Oman LNG is seeking a $1.3 billion refinancing package with a $500 million bond component and expects to secure it by early next year at latest, an oil ministry official said.

"We expect to receive a proposal on Friday for the commercial tranche with an in-built $500 million for the capital market. We are looking at a maximum of 10 underwriters for the $1.3 billion," Ali Battashi, director general of planning and project evaluation at the oil ministry, told Reuters.

"We are keeping aside $500 million at any time when the window is open to the capital market..U.S. bonds," he said in an interview on the sidelines of a privatisation conference in Abu Dhabi, adding that market sentiment had "dried up" following the September 11 attacks. Battashi said a financial close was expected by year end or by early 2002 and that he was confident Oman LNG would get ammortisation of 16.5 years.

The government owns 51 per cent in Oman LNG while Royal Dutch/Shell Group holds 30 per cent. Other stake holders are TotalFinaElf, Korea LNG Co, Partex, Mitsui, Mitsubishi Corp and Itochu Corp.

Battashi said it was the right time to go out and refinance because the project was generating "robust" cash flows and had been completed "significantly" below budget. He said the rationale behind going into the markets was that Oman LNG had been able two receive preliminary ratings from Moody and S&P of A- and A3 which he said was the strongest rating outside the OECD.

"It is the first time in history that a project in the Middle East achieved this status," he said. Oman LNG, which started its operations in April 2000, reported a nominal loss of $3.2 million last year, but company officials have said they expect healthy profits in 2001.

Oman LNG has already secured long-term contracts with Japan, South Korea and India ranging from 20 to 25 years of supply. Battashi said Oman LNG's first delivery of liquefied natural gas (LNG) to India-based Dabhol Power Co would be delayed until next February 2002 but that there were no contractual problems.

Dabhol, 65 per cent owned by Enron Corp of the U.S., has been locked in a payments battle with India's Maharashtra State Electricity Board. The dispute has halted work on the second phase of the $2.9 billion Dabhol power plant project.

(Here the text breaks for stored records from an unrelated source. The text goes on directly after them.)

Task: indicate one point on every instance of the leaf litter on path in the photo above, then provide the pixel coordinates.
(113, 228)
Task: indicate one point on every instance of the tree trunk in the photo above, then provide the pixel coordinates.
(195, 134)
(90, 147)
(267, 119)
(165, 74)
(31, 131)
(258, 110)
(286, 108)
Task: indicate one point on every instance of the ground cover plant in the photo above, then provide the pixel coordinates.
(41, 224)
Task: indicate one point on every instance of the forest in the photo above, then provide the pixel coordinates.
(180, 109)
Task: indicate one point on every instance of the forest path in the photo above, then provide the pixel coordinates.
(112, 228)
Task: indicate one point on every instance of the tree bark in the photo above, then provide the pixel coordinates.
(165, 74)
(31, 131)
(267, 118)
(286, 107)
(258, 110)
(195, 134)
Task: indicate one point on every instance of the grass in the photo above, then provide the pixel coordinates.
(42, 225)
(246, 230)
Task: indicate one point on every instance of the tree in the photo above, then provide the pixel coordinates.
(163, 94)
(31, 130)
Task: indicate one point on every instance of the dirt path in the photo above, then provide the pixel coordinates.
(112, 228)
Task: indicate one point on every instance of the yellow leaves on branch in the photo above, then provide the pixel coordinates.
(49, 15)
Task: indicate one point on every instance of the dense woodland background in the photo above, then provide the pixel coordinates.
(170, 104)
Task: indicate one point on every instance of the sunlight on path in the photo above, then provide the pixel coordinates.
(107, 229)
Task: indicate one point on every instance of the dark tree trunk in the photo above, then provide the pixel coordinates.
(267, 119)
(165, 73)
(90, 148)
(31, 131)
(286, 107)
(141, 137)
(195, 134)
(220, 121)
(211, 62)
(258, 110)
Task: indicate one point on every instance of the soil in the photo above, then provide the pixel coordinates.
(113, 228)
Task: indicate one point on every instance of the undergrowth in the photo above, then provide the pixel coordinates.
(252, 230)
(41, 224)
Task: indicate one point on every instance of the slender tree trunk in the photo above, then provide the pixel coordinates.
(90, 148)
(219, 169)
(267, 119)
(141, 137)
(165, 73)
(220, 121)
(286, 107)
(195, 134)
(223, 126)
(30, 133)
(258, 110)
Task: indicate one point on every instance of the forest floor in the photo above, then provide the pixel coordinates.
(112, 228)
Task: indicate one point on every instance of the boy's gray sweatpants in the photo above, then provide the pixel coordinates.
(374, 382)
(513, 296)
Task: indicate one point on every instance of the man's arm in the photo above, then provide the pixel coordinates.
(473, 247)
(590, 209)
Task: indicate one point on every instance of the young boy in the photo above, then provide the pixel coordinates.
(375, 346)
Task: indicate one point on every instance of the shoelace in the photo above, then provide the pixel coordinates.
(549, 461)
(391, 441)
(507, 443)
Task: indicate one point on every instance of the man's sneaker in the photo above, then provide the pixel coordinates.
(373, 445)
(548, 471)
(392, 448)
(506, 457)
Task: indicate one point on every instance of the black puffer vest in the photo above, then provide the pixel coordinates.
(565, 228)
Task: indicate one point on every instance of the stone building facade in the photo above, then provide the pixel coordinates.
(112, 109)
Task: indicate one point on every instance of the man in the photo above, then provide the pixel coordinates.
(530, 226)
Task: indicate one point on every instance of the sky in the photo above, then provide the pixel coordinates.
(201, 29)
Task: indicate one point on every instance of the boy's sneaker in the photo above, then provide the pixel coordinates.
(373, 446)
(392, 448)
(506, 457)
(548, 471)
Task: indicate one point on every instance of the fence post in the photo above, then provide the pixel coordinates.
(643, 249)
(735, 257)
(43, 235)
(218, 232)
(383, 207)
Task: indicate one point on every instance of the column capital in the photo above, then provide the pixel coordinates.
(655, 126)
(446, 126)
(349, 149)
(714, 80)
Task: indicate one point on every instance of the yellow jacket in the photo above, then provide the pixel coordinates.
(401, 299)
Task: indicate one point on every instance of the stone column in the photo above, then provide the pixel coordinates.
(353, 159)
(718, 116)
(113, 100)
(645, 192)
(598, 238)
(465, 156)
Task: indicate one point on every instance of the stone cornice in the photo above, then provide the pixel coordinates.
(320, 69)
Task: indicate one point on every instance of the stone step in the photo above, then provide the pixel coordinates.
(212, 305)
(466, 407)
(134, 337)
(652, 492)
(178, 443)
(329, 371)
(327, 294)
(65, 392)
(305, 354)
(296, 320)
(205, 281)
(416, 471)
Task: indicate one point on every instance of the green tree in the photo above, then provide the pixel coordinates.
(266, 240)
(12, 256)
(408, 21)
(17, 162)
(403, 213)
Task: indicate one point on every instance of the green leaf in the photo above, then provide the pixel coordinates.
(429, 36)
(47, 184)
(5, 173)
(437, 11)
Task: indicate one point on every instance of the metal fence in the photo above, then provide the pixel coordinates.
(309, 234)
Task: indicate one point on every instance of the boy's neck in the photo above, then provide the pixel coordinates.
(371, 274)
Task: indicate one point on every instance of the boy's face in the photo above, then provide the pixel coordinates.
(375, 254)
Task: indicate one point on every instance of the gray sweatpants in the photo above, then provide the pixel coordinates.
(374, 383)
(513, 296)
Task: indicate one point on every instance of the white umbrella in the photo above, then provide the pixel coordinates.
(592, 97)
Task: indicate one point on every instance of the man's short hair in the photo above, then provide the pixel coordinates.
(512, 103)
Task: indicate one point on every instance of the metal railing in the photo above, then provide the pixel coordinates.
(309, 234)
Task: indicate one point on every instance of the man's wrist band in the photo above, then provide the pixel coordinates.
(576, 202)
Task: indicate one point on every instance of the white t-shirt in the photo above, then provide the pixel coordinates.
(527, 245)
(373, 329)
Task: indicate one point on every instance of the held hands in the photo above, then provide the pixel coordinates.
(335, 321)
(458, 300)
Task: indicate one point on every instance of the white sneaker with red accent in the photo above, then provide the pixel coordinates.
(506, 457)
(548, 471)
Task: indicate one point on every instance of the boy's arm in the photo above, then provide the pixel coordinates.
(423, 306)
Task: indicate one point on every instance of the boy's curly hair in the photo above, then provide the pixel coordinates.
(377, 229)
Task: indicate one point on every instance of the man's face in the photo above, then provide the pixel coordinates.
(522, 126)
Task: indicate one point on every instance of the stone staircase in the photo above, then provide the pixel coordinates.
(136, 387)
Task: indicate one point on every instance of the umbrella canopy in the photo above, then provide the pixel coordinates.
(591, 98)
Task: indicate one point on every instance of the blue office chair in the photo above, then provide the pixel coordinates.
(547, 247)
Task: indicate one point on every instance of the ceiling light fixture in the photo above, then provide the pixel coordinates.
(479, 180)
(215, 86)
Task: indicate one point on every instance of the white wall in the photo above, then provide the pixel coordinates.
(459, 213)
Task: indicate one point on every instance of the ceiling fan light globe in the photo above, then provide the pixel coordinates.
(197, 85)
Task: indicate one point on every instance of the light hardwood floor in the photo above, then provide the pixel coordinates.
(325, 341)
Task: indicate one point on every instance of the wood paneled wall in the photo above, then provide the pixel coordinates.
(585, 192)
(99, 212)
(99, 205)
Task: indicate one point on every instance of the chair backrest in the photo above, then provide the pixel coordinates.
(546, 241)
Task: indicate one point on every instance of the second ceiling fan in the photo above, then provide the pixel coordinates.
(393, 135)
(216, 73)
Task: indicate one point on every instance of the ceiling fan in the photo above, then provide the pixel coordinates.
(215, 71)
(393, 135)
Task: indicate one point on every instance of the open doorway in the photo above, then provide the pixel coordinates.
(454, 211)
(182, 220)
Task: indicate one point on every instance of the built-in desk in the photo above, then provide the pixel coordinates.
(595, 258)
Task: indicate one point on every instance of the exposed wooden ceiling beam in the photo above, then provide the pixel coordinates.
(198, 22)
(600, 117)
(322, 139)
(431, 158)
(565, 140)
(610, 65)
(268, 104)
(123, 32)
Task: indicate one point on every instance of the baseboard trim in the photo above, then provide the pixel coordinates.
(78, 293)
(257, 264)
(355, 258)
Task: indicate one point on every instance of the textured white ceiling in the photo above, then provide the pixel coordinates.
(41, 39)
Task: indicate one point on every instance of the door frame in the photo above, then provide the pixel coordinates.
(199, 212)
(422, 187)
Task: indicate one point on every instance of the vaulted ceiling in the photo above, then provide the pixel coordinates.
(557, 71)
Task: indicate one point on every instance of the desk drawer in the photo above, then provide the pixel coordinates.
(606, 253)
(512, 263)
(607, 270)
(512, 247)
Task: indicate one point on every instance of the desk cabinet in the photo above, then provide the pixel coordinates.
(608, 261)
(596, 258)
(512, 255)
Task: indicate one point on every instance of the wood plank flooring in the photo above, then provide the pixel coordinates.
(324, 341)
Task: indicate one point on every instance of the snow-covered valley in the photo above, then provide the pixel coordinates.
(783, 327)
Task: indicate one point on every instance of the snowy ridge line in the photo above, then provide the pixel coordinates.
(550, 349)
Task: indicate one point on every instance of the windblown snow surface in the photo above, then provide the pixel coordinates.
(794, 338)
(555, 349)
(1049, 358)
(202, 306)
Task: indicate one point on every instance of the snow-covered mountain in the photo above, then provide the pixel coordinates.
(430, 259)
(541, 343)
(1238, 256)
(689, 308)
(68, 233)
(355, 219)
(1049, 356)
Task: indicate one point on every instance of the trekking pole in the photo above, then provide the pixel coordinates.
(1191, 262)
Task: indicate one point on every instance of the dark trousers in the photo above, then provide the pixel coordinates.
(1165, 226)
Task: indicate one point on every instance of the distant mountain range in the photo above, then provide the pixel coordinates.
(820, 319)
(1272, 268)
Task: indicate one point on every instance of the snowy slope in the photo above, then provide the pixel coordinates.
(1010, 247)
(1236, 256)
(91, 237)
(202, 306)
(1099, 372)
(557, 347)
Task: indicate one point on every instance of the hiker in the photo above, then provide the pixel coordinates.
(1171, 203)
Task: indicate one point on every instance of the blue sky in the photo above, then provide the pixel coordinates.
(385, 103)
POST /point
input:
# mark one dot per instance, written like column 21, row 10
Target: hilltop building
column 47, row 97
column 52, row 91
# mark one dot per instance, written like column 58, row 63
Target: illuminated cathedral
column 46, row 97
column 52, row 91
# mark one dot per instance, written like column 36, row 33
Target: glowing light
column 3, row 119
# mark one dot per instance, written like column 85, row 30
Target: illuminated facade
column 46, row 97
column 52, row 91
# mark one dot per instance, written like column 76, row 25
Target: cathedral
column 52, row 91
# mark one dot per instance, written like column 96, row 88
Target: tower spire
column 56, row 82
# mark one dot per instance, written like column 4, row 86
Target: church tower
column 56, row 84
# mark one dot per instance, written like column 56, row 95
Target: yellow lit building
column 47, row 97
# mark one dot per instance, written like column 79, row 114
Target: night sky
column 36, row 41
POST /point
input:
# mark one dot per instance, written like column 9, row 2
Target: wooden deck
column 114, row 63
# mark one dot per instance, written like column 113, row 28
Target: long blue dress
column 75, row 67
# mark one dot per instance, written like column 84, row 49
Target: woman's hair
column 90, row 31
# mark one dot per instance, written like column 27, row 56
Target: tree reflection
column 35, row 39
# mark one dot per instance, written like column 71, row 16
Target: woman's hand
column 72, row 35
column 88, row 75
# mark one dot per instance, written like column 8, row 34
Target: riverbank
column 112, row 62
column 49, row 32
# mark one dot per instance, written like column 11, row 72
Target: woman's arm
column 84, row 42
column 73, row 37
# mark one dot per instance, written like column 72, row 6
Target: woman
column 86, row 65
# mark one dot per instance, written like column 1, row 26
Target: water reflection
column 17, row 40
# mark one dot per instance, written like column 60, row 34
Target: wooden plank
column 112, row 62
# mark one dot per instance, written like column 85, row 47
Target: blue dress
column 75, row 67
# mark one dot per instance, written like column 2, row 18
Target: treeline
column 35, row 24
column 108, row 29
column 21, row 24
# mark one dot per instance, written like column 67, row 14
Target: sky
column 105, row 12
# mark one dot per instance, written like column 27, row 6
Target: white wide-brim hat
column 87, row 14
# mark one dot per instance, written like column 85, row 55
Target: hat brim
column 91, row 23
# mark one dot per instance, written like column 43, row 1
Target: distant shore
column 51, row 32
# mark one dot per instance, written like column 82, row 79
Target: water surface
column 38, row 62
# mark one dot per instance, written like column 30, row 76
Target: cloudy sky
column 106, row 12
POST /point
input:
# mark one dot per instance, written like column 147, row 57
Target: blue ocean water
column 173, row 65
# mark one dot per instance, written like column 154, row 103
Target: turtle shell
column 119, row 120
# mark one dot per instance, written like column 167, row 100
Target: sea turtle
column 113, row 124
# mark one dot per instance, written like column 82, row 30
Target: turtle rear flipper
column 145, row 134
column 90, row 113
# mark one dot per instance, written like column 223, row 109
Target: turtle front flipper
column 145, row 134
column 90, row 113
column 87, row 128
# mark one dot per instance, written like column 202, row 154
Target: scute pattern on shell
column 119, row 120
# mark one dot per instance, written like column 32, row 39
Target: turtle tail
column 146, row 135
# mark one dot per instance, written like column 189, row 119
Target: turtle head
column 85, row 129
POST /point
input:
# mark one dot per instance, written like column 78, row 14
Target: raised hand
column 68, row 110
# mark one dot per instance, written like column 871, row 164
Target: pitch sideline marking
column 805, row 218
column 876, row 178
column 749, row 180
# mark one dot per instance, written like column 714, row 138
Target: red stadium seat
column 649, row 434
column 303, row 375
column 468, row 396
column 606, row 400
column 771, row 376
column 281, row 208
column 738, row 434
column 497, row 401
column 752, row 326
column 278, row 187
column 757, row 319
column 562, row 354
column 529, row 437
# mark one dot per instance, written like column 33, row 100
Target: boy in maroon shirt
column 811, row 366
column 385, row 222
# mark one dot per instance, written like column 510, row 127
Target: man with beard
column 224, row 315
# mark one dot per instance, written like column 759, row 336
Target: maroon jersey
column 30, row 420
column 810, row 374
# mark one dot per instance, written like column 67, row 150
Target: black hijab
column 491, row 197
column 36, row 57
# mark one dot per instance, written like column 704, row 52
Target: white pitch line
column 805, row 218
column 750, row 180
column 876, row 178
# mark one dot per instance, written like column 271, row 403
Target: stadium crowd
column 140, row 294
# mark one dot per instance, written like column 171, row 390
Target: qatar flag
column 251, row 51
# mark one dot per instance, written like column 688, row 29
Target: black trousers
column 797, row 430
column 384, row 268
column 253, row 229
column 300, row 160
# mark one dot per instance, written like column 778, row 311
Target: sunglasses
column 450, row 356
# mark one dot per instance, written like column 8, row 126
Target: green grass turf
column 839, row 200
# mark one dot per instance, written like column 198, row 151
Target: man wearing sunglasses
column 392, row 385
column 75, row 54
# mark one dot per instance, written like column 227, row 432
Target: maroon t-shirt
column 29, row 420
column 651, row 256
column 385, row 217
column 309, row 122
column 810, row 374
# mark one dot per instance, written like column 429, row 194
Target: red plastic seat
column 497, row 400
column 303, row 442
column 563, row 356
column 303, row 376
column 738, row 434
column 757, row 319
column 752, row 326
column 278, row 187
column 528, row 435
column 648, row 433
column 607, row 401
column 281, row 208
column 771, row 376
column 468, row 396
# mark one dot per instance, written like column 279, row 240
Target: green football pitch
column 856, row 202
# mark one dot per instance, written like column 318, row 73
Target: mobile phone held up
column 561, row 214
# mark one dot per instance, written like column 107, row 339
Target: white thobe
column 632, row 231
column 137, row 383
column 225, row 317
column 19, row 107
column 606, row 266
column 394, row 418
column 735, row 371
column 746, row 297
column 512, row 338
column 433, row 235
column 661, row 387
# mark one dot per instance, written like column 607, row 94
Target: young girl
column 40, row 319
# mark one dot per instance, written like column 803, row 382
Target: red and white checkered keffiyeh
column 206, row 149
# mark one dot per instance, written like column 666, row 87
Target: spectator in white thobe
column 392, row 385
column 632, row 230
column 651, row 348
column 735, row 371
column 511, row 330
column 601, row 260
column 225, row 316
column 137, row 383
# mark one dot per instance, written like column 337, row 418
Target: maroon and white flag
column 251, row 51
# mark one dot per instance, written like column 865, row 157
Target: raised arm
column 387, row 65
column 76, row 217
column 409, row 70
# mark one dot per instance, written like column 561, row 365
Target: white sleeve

Oman LNG in 1998 signed a 20-year agreement to sell 1.6 million metric tonnes per year of LNG to Dabhol with the first shipment due in November. "The Dabhol SPA is still intact. There are exit clauses for both Dhabo and the government but we are very hopeful that Dhabol will take LNG from Oman," Battashi said.

He said that Oman LNG's supply contract with the Omani government could be extended beyond 2024 after two new gas fields - Khazan and Kawthar -were recently discovered which could, according to initial indications, increase the Gulf Arab states' gas reserves by around 25 per cent from the current 30 trillion cubic feet.

Battashi said Oman LNG would press ahead with its expansion plans and focus on markets in the Far East. He said the company was "conscious of net back numbers for Europe and the Atlantic Basin".

The company is planning to build a third train to raise the Gulf Arab state's LNG output to 9.9 million tonnes a year from the current 6.6 million tonnes a year. Oman Oil and Gas Minister Mohammad bin Hamad Al-Rumhi has said the Gulf state was still evaluating the proposal to build the third train at a cost of about $980 million.